Dalam perkembangan perundingan Putaran Doha bidang pertanian, S&DT menjadi
bagian yang tidak terpisahkan dalam pembahasan masing-masing pilar akses pasar,
domestic support, dan export competition.
Hal ini
dimaksudkan agar reformasi peraturan perdagangan internasional bidang pertanian
menghasilkan kebijakan yang tidak mendorong kelanjutan dari distorsi
perdagangan khususnya yang dilakukan negara maju serta untuk mendorong
kebijakan yang fleksibel guna mendorong pertumbuhan dan pembangunan negara
berkembang. Fleksibilitas yang lebih tinggi dalam penggunaan kebijakan yang
bertujuan untuk mendorong sektor pertanian secara menyeluruh bagi negara
berkembang dirasa sangat penting mengingat bahwa sektor pertanian memiliki
peranan strategis dalam transformasi ekonomi negara berkembang.
Dengan
adanya fleksibilitas tersebut, negara berkembang dapat mengambil manfaat
ekonomi dan sosial dari perdagangan global yang diperlukan dalam pembangunan
pertanian dan negaranya. Dengan demikian, keberhasilan Putaran Doha sangat
bergantung pada bagaimana outcome kesepakatan
S&DT untuk negara berkembang yang tertuang dalam setiap elemen modalitas.
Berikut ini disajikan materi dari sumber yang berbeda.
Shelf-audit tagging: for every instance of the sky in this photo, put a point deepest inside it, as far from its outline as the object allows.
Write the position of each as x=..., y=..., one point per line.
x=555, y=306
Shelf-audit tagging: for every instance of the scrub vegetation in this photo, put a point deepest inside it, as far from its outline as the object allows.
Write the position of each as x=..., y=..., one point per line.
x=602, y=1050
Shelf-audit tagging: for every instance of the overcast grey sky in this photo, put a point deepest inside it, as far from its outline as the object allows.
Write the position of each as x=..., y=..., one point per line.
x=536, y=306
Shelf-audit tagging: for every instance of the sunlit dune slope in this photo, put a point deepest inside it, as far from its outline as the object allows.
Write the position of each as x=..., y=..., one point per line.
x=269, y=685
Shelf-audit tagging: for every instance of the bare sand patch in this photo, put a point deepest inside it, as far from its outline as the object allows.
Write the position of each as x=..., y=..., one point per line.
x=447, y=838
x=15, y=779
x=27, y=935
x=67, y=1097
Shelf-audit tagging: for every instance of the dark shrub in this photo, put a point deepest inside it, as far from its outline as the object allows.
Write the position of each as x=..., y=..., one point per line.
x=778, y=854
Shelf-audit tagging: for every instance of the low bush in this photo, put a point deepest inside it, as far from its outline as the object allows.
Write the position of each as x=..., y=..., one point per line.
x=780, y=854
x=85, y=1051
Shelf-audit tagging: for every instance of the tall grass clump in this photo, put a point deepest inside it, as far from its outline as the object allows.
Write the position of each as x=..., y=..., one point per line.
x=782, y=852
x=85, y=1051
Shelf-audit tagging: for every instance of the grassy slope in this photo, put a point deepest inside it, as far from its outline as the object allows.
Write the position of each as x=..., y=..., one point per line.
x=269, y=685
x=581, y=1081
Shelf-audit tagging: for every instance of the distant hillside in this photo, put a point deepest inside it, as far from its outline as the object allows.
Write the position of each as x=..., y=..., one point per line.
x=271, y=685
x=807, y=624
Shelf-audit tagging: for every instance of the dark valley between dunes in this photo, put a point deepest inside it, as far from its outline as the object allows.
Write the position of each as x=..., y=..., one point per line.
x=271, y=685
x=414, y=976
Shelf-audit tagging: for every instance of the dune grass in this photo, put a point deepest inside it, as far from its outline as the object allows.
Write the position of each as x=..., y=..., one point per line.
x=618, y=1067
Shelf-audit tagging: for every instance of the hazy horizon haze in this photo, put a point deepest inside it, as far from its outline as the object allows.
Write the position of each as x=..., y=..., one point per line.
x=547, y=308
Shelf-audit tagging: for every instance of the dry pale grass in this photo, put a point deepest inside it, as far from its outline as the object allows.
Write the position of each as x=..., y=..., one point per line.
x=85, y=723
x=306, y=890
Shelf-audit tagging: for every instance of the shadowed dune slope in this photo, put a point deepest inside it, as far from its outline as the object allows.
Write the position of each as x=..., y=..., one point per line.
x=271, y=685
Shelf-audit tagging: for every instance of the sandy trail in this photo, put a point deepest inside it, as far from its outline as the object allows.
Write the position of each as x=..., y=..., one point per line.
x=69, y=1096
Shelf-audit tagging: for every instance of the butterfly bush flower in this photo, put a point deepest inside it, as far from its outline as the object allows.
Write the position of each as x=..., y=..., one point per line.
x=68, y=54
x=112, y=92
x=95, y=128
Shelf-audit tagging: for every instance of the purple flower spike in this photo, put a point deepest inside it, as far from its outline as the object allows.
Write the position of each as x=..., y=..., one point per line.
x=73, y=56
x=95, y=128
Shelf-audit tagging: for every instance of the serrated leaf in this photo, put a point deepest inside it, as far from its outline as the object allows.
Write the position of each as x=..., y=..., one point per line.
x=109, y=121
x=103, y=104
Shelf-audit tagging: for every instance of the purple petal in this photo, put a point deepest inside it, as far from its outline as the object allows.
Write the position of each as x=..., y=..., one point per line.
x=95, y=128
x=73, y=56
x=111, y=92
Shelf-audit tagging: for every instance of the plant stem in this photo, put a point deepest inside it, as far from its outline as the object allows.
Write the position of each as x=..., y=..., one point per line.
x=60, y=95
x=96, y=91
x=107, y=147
Berikut adalah beberapa elemen modalitas S&DT untuk negara berkembang yang
sedang dinegosiasikan dalam Perundingan WTO Putaran Doha bidang pertanian
berdasarkan masing-masing pilar.
1. Market Access
a.
Pengurangan tarif yang lebih kecil
dengan implementasi periode yang lebih lama. Pengurangan bound tariff yang signifikan memiliki risiko untuk negara
berkembang sebab negara berkembang relatif lebih rentan dalam sektor pertanian
serta memiliki keterbatasan kemampuan finansial untuk menggunakan safeguard atau instrumen kebijakan
lainnya untuk menanggulangi efek external
shock apabila tarif diturunkan.
Sebagian besar negara berkembang
banyak yang bergantung pada kebijakan di perbatasan seperti tarif untuk menjaga
food security dan rural development, sehingga dengan
adanya S&DT tersebut diharapkan masih ada jarak yang memadai antara bound
tariff dengan applied tariff untuk
negara berkembang. Modalitas yang kini tertuang adalah negara maju diwajibkan
melakukan rata-rata pemotongan tarif minimum 54% selama 5 tahun, sementara
negara berkembang diwajibkan melakukan rata-rata pemotongan tarif maksimum 36% selama
10 tahun.
b.
Fleksibilitas untuk memilih sejumlah
produk sebagai Special Products (SP)
yang penting bagi food security, livelihood security, dan rural development. Negara berkembang
diberikan hak untuk memilih sejumlah produk pertanian yang dianggap penting
bagi mereka sebagai Special Products.
Pemilihan produk-produk tersebut akan berdasarkan kriteria-kriteria yang
berdasarkan ketiga kriteria tersebut. Perlakuan bagi SP adalah pengurangan
tarif yang lebih ringan, bahkan untuk beberapa produk SP, negara berkembang
dapat menerapkan zero cut yaitu tidak
ada pemotongan tarif.
c.
Pemberlakuan Special Safeguard Mechanism (SSM) untuk negara berkembang.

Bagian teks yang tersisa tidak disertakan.